Swanny- I bet your hair looks great. I have quite a lot of gray in my hair also. I consider it free highlights. LOL
Swiftbird- How were your SE's on Carbo? I feel horrible and I've only had one Carbo/Gemzar and it was last Tuesday. Today has been the worst just sore teeth and that yucky hangover like feeling. I hope I feel better tomorrow. I had hoped to go out and have fun tonight but all I want to do is stay at home in my sweats and curl up on the couch.

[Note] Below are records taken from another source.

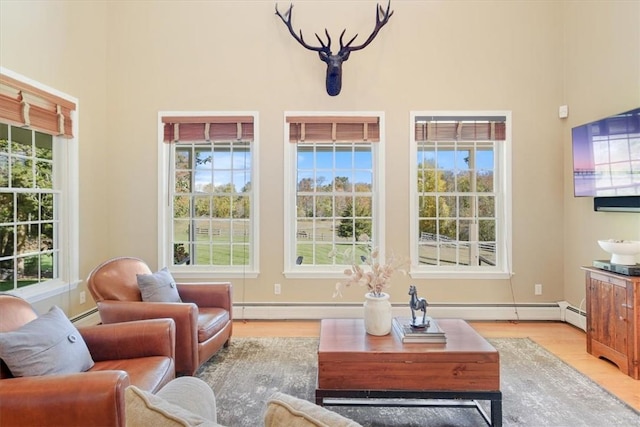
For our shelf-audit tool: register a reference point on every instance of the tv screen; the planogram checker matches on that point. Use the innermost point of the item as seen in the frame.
(606, 156)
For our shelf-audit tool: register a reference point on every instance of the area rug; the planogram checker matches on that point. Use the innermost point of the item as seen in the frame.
(538, 388)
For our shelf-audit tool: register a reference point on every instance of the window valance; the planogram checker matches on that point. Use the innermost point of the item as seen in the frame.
(25, 105)
(208, 128)
(470, 129)
(315, 129)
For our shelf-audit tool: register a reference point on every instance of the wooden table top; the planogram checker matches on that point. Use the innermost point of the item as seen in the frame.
(349, 358)
(349, 336)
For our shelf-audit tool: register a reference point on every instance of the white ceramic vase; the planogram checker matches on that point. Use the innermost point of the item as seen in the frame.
(377, 314)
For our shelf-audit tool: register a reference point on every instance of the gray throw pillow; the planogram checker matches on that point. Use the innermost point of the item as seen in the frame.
(158, 287)
(47, 345)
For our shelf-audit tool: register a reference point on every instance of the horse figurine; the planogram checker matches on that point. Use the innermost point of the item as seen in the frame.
(417, 303)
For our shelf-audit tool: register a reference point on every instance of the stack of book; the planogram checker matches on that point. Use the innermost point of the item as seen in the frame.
(429, 334)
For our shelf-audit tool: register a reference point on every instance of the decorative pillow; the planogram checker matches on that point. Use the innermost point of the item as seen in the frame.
(286, 410)
(158, 287)
(47, 345)
(145, 409)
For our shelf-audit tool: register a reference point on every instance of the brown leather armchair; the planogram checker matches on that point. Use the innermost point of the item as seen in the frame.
(138, 353)
(203, 320)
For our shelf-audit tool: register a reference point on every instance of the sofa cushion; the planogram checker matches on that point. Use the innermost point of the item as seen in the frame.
(211, 320)
(47, 345)
(285, 410)
(145, 409)
(158, 287)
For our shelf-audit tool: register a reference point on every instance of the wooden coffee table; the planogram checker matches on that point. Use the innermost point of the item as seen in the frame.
(355, 368)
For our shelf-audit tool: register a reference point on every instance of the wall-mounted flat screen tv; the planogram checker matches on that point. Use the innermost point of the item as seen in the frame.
(606, 156)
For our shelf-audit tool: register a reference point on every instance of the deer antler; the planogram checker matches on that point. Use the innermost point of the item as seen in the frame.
(380, 22)
(334, 62)
(287, 21)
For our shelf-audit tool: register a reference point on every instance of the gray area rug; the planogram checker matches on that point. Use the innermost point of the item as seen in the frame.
(538, 389)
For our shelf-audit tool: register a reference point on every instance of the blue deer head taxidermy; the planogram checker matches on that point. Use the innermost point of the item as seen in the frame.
(334, 61)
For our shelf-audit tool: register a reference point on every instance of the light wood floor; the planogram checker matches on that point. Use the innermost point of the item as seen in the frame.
(565, 341)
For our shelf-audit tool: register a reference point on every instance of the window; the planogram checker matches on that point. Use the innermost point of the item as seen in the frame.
(461, 194)
(38, 190)
(208, 198)
(333, 191)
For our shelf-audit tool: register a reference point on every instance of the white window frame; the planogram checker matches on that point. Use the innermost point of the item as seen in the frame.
(291, 270)
(166, 154)
(66, 177)
(503, 184)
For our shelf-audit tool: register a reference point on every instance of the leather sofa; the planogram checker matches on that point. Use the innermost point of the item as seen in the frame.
(203, 319)
(135, 353)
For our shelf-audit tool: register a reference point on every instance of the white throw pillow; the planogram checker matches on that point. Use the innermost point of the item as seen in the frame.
(47, 345)
(158, 287)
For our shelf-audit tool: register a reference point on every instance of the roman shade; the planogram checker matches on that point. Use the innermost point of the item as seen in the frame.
(207, 128)
(453, 129)
(24, 105)
(314, 129)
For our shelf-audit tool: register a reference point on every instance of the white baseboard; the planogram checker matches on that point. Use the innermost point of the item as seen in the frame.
(560, 311)
(266, 311)
(573, 315)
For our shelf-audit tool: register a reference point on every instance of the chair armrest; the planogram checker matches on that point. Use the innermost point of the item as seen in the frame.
(128, 340)
(207, 294)
(83, 399)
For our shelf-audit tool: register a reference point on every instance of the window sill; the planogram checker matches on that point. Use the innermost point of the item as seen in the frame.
(204, 275)
(314, 274)
(45, 290)
(455, 274)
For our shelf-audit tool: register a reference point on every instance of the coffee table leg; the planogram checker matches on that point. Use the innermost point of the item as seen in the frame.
(496, 413)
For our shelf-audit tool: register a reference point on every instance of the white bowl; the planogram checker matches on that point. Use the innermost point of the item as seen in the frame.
(622, 251)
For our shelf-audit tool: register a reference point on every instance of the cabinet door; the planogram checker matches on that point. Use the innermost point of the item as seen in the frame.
(620, 321)
(602, 326)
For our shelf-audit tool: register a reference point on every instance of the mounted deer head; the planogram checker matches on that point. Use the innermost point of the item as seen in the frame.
(334, 62)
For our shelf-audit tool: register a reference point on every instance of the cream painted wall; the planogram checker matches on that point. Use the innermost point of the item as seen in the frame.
(223, 55)
(602, 74)
(62, 44)
(127, 60)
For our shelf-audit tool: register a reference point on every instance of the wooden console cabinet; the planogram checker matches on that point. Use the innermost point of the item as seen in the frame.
(613, 318)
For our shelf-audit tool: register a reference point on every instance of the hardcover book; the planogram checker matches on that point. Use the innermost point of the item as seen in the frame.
(429, 334)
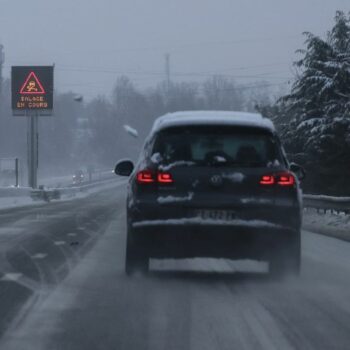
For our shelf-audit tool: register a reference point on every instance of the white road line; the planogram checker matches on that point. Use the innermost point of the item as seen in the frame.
(59, 242)
(11, 276)
(39, 256)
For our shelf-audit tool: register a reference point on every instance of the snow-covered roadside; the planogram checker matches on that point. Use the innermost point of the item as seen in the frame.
(13, 201)
(330, 224)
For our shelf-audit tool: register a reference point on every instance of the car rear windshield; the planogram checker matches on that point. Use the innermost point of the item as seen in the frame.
(217, 145)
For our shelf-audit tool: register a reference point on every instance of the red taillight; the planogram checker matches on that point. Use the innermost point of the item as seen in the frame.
(285, 179)
(267, 180)
(145, 176)
(165, 178)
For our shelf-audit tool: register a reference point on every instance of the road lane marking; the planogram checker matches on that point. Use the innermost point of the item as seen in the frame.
(11, 276)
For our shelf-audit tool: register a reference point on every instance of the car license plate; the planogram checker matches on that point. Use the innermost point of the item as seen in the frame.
(215, 214)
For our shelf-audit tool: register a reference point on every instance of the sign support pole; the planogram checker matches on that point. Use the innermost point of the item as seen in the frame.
(33, 150)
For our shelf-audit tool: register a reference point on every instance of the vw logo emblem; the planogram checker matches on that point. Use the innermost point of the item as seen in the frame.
(216, 180)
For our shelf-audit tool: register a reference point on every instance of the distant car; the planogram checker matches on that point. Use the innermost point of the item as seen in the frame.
(78, 177)
(213, 184)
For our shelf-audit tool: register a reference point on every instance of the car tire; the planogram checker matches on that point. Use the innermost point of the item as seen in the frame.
(287, 261)
(136, 259)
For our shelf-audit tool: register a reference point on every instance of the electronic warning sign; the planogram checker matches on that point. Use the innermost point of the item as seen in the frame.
(32, 89)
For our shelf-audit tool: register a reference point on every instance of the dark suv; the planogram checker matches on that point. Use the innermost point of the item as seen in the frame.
(213, 184)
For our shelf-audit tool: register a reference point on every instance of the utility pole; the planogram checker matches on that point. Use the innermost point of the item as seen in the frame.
(167, 71)
(2, 61)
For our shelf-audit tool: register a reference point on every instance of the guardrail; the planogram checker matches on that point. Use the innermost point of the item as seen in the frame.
(48, 194)
(327, 203)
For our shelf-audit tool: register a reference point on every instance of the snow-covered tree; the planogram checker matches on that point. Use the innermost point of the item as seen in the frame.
(318, 109)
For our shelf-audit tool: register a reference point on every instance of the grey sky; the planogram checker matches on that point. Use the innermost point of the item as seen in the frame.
(92, 42)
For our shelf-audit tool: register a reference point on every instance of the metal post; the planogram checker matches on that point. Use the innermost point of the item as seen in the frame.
(2, 61)
(17, 172)
(33, 150)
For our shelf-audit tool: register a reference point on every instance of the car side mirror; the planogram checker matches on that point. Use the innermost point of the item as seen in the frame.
(298, 170)
(124, 168)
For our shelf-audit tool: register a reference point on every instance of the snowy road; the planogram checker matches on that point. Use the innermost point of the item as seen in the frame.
(198, 305)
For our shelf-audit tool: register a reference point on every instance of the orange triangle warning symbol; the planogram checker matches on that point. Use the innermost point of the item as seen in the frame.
(32, 86)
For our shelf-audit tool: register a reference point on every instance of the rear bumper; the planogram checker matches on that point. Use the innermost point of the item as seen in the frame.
(218, 241)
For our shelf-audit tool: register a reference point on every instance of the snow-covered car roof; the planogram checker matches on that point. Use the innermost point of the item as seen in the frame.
(212, 118)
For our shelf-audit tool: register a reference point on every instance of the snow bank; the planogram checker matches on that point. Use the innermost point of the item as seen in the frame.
(330, 224)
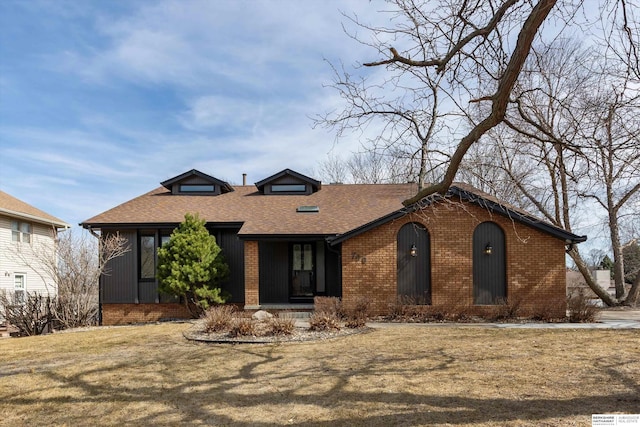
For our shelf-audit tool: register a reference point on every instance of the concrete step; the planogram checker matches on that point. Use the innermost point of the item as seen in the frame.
(294, 314)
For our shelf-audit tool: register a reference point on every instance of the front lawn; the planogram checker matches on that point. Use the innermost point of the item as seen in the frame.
(399, 375)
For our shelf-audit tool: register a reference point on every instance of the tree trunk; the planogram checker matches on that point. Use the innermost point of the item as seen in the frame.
(588, 277)
(634, 293)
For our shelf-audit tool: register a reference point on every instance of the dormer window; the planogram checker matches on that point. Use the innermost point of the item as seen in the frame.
(288, 182)
(288, 188)
(197, 188)
(196, 183)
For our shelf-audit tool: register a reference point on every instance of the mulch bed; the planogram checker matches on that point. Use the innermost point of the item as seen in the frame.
(299, 334)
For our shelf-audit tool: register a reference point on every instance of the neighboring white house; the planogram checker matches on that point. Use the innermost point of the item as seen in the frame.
(25, 232)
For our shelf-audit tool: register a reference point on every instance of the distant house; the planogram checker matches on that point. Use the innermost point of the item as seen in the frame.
(289, 238)
(25, 231)
(576, 283)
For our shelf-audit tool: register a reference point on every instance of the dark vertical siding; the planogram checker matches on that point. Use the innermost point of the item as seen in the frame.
(414, 273)
(489, 272)
(274, 272)
(333, 271)
(233, 250)
(119, 284)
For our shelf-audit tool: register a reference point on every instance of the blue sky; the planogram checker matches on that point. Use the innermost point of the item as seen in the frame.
(100, 101)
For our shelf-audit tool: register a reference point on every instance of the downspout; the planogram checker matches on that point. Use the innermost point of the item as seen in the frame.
(97, 236)
(339, 253)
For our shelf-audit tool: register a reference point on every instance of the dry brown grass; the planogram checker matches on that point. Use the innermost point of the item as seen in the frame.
(399, 375)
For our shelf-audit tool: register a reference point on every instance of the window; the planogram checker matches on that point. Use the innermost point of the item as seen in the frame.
(20, 231)
(288, 188)
(19, 289)
(197, 188)
(147, 256)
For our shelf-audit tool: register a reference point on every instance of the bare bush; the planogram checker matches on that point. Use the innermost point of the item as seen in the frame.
(507, 309)
(321, 321)
(580, 308)
(280, 325)
(329, 305)
(357, 316)
(549, 312)
(31, 316)
(75, 266)
(218, 318)
(243, 327)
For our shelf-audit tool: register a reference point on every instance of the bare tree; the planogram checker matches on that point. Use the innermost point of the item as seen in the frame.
(333, 169)
(472, 51)
(575, 122)
(75, 265)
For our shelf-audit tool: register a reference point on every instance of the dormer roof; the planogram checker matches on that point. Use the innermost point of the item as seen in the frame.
(288, 181)
(195, 182)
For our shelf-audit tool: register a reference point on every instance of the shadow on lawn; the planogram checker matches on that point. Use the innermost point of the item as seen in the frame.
(270, 380)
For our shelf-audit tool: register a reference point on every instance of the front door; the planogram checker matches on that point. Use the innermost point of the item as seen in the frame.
(302, 272)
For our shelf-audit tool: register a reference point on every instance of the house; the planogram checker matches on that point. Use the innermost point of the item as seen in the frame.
(26, 235)
(289, 238)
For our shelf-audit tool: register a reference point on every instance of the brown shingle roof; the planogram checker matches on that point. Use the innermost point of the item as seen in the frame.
(346, 210)
(341, 208)
(14, 207)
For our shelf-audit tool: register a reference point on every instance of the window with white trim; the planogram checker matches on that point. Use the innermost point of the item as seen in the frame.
(20, 231)
(19, 288)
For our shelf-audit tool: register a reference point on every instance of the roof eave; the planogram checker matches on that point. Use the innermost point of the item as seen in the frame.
(35, 218)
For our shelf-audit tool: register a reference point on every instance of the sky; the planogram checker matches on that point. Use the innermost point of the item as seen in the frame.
(100, 101)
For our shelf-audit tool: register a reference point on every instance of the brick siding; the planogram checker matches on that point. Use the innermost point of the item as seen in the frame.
(535, 261)
(251, 274)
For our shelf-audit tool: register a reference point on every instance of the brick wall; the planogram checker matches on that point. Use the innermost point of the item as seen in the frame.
(251, 274)
(535, 265)
(121, 314)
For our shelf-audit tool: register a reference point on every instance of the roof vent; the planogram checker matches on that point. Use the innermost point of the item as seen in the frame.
(308, 209)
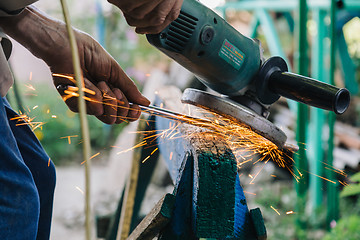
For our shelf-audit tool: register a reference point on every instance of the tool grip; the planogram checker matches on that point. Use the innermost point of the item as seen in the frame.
(309, 91)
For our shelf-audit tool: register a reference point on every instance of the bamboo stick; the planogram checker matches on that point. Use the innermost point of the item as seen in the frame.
(83, 118)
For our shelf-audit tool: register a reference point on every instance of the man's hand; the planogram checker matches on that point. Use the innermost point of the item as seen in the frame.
(149, 16)
(108, 89)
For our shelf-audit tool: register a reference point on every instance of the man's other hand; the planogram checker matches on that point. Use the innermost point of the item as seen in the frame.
(149, 16)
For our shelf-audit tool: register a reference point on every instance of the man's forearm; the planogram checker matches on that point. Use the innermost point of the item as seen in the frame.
(42, 36)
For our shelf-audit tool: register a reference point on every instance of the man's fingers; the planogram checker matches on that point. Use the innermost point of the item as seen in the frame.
(69, 93)
(123, 106)
(109, 103)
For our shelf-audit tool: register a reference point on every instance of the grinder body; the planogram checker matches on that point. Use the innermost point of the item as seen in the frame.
(205, 44)
(232, 65)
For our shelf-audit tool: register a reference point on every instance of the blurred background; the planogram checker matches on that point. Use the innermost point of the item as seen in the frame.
(274, 24)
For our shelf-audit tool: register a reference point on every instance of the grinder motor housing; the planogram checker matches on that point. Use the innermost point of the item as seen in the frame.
(232, 65)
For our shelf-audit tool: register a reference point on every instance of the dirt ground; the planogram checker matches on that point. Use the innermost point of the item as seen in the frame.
(68, 215)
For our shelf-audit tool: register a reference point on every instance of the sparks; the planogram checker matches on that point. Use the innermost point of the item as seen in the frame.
(95, 155)
(146, 159)
(275, 210)
(80, 190)
(250, 193)
(69, 138)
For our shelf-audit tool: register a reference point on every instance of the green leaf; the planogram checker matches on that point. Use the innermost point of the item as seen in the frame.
(355, 177)
(350, 190)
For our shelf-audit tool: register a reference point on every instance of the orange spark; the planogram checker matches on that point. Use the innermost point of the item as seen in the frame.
(69, 138)
(30, 87)
(95, 155)
(250, 193)
(275, 210)
(146, 159)
(80, 190)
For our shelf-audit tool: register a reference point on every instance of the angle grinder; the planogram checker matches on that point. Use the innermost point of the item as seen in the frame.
(233, 66)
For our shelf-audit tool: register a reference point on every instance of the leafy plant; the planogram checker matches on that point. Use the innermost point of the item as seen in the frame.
(352, 189)
(346, 229)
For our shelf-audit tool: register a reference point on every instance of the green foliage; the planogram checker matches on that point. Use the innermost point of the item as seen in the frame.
(352, 189)
(346, 229)
(46, 106)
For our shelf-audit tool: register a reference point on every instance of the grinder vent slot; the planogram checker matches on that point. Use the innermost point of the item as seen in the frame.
(180, 31)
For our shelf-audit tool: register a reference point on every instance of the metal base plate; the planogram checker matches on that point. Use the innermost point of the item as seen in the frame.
(237, 112)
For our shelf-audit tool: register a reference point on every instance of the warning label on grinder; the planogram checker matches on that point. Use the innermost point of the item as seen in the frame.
(231, 54)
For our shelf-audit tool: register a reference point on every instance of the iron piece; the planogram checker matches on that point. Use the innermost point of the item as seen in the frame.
(237, 112)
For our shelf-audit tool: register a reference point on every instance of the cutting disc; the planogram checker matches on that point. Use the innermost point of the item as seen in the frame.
(236, 112)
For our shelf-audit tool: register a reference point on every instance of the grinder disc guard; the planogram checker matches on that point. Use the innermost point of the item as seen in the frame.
(237, 112)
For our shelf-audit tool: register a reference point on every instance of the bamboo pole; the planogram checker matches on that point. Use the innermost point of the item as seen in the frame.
(83, 118)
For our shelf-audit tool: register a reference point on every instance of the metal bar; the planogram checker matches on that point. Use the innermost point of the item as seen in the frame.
(333, 192)
(347, 65)
(301, 123)
(317, 120)
(284, 5)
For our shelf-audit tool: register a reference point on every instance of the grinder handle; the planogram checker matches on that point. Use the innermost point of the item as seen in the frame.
(309, 91)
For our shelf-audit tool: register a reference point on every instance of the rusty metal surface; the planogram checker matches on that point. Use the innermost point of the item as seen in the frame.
(237, 112)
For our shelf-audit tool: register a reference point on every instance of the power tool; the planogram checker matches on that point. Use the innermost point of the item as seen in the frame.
(233, 66)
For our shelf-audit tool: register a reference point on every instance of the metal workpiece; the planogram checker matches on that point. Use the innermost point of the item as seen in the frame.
(236, 112)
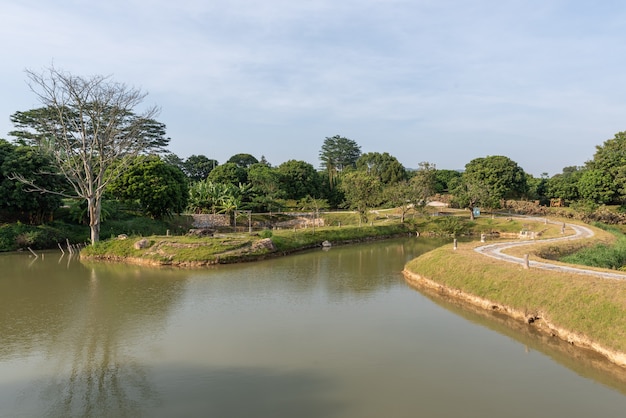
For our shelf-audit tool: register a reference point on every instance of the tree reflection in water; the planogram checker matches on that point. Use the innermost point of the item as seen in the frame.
(88, 334)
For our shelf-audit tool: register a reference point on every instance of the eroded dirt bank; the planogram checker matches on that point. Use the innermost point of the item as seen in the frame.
(520, 317)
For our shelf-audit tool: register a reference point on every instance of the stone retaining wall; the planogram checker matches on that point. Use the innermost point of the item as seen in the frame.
(208, 220)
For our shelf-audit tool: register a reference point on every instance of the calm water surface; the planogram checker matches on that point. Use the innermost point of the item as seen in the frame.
(333, 333)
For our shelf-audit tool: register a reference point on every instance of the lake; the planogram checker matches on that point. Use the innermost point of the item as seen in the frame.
(325, 333)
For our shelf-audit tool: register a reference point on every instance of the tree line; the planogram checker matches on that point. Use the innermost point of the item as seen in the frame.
(87, 144)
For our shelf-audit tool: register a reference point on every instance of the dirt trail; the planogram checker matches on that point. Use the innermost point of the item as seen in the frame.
(495, 251)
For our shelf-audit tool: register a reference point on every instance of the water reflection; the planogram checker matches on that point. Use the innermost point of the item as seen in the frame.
(321, 334)
(582, 361)
(81, 319)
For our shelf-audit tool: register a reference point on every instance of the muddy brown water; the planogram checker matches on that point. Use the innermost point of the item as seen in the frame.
(334, 333)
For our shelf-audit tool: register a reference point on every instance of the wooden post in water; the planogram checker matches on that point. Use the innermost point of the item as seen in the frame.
(526, 262)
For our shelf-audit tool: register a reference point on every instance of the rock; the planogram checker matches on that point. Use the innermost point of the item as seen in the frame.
(141, 244)
(201, 232)
(263, 244)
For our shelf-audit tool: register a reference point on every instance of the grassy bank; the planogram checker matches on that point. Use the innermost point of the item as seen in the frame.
(234, 247)
(592, 309)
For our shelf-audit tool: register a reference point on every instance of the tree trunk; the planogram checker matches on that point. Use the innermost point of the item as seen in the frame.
(94, 206)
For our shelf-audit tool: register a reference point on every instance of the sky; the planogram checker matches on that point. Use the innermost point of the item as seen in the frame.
(444, 81)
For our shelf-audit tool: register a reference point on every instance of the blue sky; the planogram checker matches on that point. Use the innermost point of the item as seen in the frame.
(445, 81)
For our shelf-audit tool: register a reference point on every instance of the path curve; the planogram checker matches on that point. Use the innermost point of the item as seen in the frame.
(495, 251)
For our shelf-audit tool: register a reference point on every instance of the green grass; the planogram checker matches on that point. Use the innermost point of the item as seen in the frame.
(611, 256)
(593, 307)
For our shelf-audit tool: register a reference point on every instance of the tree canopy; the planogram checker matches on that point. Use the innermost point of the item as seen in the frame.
(243, 160)
(159, 188)
(337, 154)
(88, 128)
(384, 166)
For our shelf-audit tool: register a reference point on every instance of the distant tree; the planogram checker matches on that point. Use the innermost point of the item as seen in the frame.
(243, 160)
(337, 154)
(173, 159)
(198, 167)
(160, 189)
(386, 167)
(538, 188)
(206, 196)
(472, 193)
(311, 204)
(15, 200)
(299, 179)
(229, 173)
(499, 176)
(610, 158)
(596, 186)
(86, 126)
(565, 185)
(363, 192)
(264, 161)
(266, 191)
(423, 183)
(445, 180)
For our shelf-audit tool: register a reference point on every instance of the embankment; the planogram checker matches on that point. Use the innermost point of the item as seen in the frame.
(582, 309)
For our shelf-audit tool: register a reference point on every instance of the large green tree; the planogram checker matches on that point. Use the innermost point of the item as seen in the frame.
(229, 173)
(337, 154)
(499, 175)
(385, 166)
(565, 185)
(610, 159)
(88, 128)
(596, 186)
(299, 179)
(266, 190)
(362, 191)
(243, 160)
(159, 188)
(198, 167)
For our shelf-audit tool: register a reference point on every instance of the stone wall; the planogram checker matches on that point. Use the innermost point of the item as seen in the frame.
(208, 220)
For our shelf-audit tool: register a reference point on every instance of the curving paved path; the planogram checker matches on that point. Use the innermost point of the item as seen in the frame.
(495, 251)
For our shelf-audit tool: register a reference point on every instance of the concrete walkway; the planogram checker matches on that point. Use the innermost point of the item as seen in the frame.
(495, 251)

Tnbcruth and Jenn3- i agree that the kind of work one does makes a huge difference. I am a landscape designer and used to doing hard physical labor like building stone retaining walls, planting big balled trees etc. The heat really bothered me while on AC also. I didn't start working again until after I started the Taxol then I felt surprizingly good compared to AC. I know all chemo effects us all differently. I have such admiration for those of you that worked while on chemo. P.S. Jenn 3 don't just borrow my motto LIVE IT!
LRM216- Same here, no one told me any of that either. I went to the emergency room the day after my port was installed because I thought there was something wrong with it oh and I also thought I was having a heart attack. Turns out it was an anxiety attack. What is a DVT?
It's fun talking with all of you hope everyone is having a nice evening.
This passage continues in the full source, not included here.